Monthly Archives: February 2001

Competition in the information age

Consolidation is the result of economies of scale – essentially horizontal integration, vertical integration, and resource sharing. These methods create competitive advantages in powerful ways that make it difficult for smaller players to compete in the same markets. There is nothing necessarily wrong with this trend, but it creates large barriers to entry and often leads to larger profit margins than would be otherwise possible.

In the information age – yes, now – this effect is greatly increased, and the limitations of transportation and capacity have been eliminated. The ability to integrate and share resources is much easier, and new extra-strength synergies are created. For example, if a website allows you to shop for both books and music, then it is possible to tailor your music shopping experience based on your book purchasing preferences. This is a very simple example of a much more powerful trend. It may be impossible to enter into any sort of competition with large information companies after the next 20 years.

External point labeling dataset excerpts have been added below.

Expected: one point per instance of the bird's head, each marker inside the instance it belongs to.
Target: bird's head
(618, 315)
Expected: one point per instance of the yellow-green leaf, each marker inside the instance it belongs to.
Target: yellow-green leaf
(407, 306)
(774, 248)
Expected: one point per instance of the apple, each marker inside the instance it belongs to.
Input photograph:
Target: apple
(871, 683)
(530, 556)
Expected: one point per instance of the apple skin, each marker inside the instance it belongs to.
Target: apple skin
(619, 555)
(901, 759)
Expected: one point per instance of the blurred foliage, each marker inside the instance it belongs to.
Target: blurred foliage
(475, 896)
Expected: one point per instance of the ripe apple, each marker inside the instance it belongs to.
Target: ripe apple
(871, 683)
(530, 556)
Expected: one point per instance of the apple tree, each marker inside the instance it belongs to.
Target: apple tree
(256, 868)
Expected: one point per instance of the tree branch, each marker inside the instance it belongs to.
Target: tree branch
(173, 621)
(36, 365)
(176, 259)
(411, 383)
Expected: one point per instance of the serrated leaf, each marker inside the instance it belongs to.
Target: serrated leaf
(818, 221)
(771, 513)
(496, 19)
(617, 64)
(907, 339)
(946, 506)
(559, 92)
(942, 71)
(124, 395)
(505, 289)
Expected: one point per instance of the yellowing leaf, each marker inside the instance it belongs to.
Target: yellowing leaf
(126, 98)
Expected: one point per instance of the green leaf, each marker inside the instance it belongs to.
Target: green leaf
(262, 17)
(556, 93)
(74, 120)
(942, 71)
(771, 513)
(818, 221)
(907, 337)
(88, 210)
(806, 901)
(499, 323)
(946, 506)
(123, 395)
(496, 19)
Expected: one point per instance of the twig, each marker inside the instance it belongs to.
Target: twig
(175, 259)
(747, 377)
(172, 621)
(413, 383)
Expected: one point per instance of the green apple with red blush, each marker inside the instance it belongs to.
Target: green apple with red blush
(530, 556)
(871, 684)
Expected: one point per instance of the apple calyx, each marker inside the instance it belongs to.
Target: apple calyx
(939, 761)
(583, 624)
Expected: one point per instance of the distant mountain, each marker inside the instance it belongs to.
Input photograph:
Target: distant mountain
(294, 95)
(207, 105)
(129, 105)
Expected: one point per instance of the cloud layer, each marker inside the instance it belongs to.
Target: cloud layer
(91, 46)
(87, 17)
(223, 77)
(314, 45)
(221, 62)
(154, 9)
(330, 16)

You can already see it beginning to happen: Yahoo builds from scratch any web business that seems to make sense. Then because of its existing market coverage, and the ability to integrate new businesses with existing businesses and data, Yahoo is able to capture so much synergistic value that they gain an insurmountable competitive advantage. In this way, I think that Yahoo and the other major aggregators and integrators are great companies.

There are risks. Big ones. And the FTC may not be able to do anything about it.

It may be inevitable that the consolidation will lead to a stable equilibrium under monopoly – where there would be no reason to be a competitor because the types of services being provided rely on historical information and broad business integration that is impossible to recreate or beat. Then this monopolist would have virtually limitless pricing discretion, and the ability to manipulate markets and cultures in unprecedented ways. Humanity, in many ways, would be at the mercy of the monopolist. (I hope that its leaders are benevolent democrats with philosophically sound motivations and long time horizons – but what if they are not?)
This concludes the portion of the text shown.